BOSTON – Protopresbyter Dimitrios Antokas, presiding priest for fourteen years at St. George Greek Orthodox parish in Bethesda, Maryland, experienced the biggest surprise of his 30 years as a priest on Holy Saturday evening. When he entered the church for the midnight Resurrection Service behind closed doors he saw the church filled with more than 300 hundred photographs of his parishioners in the positions they usually sit in the pews.
In a telephone interview with The National Herald Fr. Dimitrios Antokas said “I was taken by surprise. I was in shock actually, when I saw through the efforts of some wonderful people and also our staff and parish council more than 300 photographs were collected over the past few days, which they placed on the pews. I got very emotional and I was very happy.”
Fr. Dimitrios explained that “what they did was they sent out e-mails to the whole parish saying “please join Fr. Dimitrios [by attending the Service in this way]. We want to make him happy and feel our presence.” Everyone sent a photo electronically and they printed them out on our color printer and I guess on Saturday afternoon before the Service it was all done and when I entered the church I was taken by surprise.”
Asked how he felt when he saw his parishioners, Father Dimitrios said “my heart burst with the love they felt for me. A lot of times we don’t really appreciate what have until it’s not there. I have always appreciated my parishioners and I have always known they appreciate me and love me but I think now the love has grown. It has become overwhelming.”
The parishioners had another surprise for Fr. Dimitrios on Monday evening April 20, the day after Pascha. Fr. Dimitrios said “they had a drive by parade. Presbytera took me to office around 6 o’clock and when I came out cars were passing saying ‘Christos Anesti, we love you Fr. Dimitrios.’”
Speaking about Holy Week he said that “Holy Week is always special in the life of the Greek Orthodox Church for the priests and the faithful. This year it was different but our Church through centuries has been through many crises, but we always celebrated Pascha. We did close the church early, right after the Sunday of Orthodoxy. Our parishioners, the Veivis brothers who are in professional film production, said to ‘me let us do live stream because we don’t want our elderly parents to leave the house and come to church’ and we did that.”
It was difficult for Fr. Dimitrios to do the Services in the nave without the presence of the Church, the People of God. He said “it was difficult because all the time and especially during the Holy Lent there was always a lot of activity and preparation. We have youth retreats, the palm making, Greek and Sunday school programs, and suddenly there was no one there. I am blessed to have a pastoral assistant, and we have two excellent chanters, a father and a son: John Kolourakis and his son Dr. Antonis Kolourakis, and we wanted to make sure to bring the liturgical life of the church into the homes of our faithful.”
Fr. Dimitrios sent to each family palms on Palm Sunday. He said “in order to keep everyone connected I was able to go on line and purchase palms and sent them to everyone’s homes. When I was speaking to the parishioners online I was feeling them and when I was sensing them I imagined them in the pews, because I know where everyone sits during the services.”

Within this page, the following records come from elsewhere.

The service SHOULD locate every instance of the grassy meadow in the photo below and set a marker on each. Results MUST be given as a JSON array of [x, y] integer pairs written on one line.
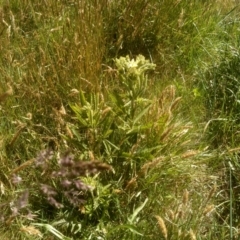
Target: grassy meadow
[[119, 119]]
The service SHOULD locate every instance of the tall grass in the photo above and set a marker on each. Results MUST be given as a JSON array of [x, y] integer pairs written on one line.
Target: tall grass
[[103, 114]]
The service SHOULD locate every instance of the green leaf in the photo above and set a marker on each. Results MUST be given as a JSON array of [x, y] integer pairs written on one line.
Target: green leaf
[[137, 211]]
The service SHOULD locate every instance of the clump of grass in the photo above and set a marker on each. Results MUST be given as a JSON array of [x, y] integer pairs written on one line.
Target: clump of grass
[[68, 94]]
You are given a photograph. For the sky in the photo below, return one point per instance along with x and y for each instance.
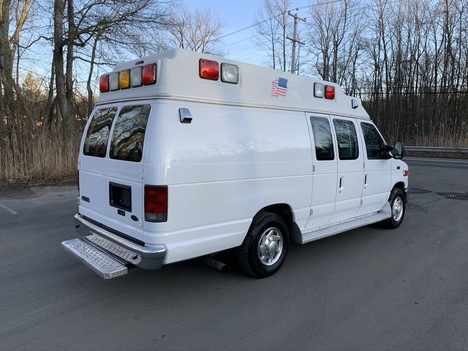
(237, 16)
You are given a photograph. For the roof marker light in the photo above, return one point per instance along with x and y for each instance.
(135, 77)
(104, 83)
(209, 69)
(319, 90)
(329, 92)
(149, 74)
(229, 73)
(124, 79)
(114, 81)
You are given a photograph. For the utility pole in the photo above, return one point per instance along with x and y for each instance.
(294, 39)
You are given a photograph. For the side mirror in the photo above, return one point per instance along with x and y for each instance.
(398, 150)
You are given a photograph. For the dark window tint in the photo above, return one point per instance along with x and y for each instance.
(322, 138)
(346, 137)
(129, 133)
(98, 132)
(374, 142)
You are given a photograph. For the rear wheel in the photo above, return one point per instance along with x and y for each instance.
(265, 247)
(397, 207)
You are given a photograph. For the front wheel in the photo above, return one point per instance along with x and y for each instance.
(265, 247)
(397, 207)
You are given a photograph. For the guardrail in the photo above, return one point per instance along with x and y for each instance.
(462, 150)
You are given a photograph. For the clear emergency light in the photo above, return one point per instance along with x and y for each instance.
(209, 69)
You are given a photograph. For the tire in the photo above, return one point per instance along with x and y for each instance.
(398, 208)
(265, 246)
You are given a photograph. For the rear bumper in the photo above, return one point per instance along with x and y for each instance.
(108, 254)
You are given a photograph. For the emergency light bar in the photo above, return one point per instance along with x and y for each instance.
(324, 91)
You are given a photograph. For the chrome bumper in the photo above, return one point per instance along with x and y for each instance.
(109, 254)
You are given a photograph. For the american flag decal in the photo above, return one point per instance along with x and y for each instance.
(279, 87)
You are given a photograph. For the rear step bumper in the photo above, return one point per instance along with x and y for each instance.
(108, 254)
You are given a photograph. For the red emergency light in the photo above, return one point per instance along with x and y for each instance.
(209, 69)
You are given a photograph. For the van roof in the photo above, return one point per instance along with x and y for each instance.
(178, 77)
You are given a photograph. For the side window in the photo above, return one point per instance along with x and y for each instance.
(129, 133)
(346, 137)
(98, 132)
(374, 142)
(322, 138)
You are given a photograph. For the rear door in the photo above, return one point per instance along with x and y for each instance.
(377, 171)
(325, 165)
(111, 167)
(350, 170)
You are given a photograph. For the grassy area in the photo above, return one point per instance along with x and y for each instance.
(45, 158)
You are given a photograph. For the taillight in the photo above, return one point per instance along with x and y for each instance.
(156, 203)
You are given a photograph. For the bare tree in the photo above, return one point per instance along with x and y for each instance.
(80, 29)
(197, 31)
(272, 27)
(334, 32)
(11, 94)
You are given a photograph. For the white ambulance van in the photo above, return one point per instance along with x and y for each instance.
(187, 155)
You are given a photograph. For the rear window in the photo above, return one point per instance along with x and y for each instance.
(129, 133)
(98, 132)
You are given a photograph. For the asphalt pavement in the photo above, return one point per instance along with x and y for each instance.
(367, 289)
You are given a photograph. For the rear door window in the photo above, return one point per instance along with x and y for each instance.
(322, 139)
(346, 136)
(129, 133)
(98, 132)
(374, 142)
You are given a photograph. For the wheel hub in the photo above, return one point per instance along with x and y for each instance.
(270, 246)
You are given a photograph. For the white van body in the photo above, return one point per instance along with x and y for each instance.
(228, 156)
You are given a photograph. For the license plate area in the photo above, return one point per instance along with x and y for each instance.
(120, 196)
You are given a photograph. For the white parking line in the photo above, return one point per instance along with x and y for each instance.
(13, 212)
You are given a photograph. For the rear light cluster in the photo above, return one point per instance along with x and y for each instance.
(324, 91)
(128, 78)
(211, 70)
(156, 199)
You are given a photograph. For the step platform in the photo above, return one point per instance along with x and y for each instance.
(102, 263)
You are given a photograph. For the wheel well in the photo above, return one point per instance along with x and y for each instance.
(400, 186)
(282, 210)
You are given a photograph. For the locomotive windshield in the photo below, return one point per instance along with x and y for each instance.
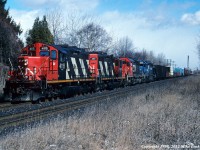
(44, 53)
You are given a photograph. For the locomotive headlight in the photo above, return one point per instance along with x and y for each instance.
(25, 62)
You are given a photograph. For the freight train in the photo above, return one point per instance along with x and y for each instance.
(47, 71)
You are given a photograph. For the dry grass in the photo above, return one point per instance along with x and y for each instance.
(162, 115)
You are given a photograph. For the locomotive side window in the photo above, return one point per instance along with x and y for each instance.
(62, 57)
(53, 55)
(44, 53)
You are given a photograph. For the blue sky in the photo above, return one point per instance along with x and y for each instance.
(168, 26)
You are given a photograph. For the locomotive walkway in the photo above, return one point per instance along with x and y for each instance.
(20, 115)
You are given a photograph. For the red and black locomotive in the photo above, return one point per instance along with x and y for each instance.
(49, 71)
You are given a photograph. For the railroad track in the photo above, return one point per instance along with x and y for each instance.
(22, 118)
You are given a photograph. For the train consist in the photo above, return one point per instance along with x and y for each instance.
(51, 71)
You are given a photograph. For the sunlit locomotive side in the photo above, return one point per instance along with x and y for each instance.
(50, 71)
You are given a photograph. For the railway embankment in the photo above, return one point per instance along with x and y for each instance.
(161, 115)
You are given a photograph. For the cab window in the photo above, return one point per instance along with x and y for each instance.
(53, 55)
(44, 53)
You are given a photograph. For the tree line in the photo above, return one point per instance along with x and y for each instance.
(10, 43)
(78, 30)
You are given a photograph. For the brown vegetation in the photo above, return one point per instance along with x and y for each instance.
(163, 115)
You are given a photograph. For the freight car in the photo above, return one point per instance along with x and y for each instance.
(50, 71)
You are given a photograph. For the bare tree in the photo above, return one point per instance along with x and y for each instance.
(56, 24)
(94, 37)
(161, 59)
(124, 47)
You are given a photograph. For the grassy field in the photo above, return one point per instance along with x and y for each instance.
(160, 117)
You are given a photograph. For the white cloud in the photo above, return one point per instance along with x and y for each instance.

It is noted here that St. George is one of the most well-organized and active parishes of the Archdiocese, comprised of more than 1,000 families.
“You know we have a Greek school for children for two to four years of age, and the children speak only Greek and they are Americans – even their parents don’t speak Greek. So we are continuing with our Greek School lessons, Sunday School, our Men’s Fellowship – the parish hasn’t lost touch with anybody, and they take initiatives on their own. God Bless them.”